Harry Maguire sort de ses gonds après son exclusion de la liste pour le Mondial 2026. Thomas Tuchel ne le suivra pas en Amérique du Nord.
Harry Maguire a découvert son élimination comme tout le monde ou presque. Pas d'appel avant, pas de discussion en tête à tête avec Thomas Tuchel. Juste la liste officielle dévoilée, et bam, le défenseur de Manchester United regarde son téléphone en réalisant qu'il n'ira pas à la Coupe du monde 2026. Le scénario des grands bouleversements sélectifs, quoi. Sauf que cette fois, c'est différent. Maguire ne va pas ronger son frein tranquillement. Non. Il sort, il parle, il choque. Et c'est précisément ce qu'il faut pour comprendre où en est vraiment la sélection anglaise.
Un leader laissé sur le quai
Depuis quatre ans, Maguire est un rouage de l'équipe d'Angleterre. Pas l'élément majeur, d'accord. Pas le génie technique qui fait basculer les matchs, entendu. Mais un capitaine de club, un mec qui joue. Un poids lourd du vestiaire. Soixante-deux sélections, une vie dans cette équipe, et voilà qu'on le met dehors comme ça, sans discussion préalable. Tuchel a ses raisons, évidemment. L'entraîneur allemand vient à peine de prendre ses fonctions en septembre 2024, il redessinait déjà la structure défensive. Jeune, dynamique, avec des joueurs capables de jouer un football plus moderne et agressif. Maguire, lui, représente une génération, un certain héritage qu'on peut déplorer ou valoriser selon le point de vue.
Ce qui choque, c'est le ton de la rupture. Pas de conversation. Pas de préparation psychologique. Maguire apprend son sort en consultant son téléphone. Lui qui a porté le brassard de capitaine, qui a joué tous les grands tournois récents. Voilà la réalité crue du football moderne : les sélectionneurs n'ont ni le temps ni l'envie de ménager les ego. Ils construisent, ils élaguent, ils avancent. Et les anciens font la gueule sur les réseaux sociaux.
Tuchel redessine l'Angleterre à sa main
Thomas Tuchel a une vision. Elle ne date pas d'hier. Le type a gagné la Ligue des champions avec Chelsea, remporté la Bundesliga avec le Bayern, trimé en Premier League. Il sait ce qu'il faut. Et à la Fédération anglaise, on lui a donné carte blanche pour remettre de l'ordre après l'Euro 2024 raté et la période chaotique post-Southgate.

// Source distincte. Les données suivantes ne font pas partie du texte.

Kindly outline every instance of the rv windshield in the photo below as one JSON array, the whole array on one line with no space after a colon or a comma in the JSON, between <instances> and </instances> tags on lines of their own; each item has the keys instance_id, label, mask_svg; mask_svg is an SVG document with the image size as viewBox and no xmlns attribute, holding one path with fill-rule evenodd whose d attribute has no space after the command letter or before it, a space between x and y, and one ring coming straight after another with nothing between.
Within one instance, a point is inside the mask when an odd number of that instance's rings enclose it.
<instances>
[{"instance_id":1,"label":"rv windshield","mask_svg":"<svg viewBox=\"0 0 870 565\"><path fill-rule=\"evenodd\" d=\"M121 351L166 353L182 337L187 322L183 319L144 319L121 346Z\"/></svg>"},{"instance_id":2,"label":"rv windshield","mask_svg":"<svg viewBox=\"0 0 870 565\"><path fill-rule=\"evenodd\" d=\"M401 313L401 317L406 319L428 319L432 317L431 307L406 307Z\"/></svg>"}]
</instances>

Maguire ne rentre pas dans ce nouveau puzzle. Tuchel regarde vers des gars comme Colwill, Guehi, Akanji en arrière-plan, des profils plus rapides, plus à l'aise en possession. L'Angleterre doit basculer vers un jeu plus fluide, moins dépendant des long-ballons ou des ajustements défensifs classiques. C'est un choix philosophique, pas un coup de tête. Et pour la Coupe du monde 2026, c'est maintenant qu'on construit. Les entraîneurs allemands ne traînent pas : ils agissent.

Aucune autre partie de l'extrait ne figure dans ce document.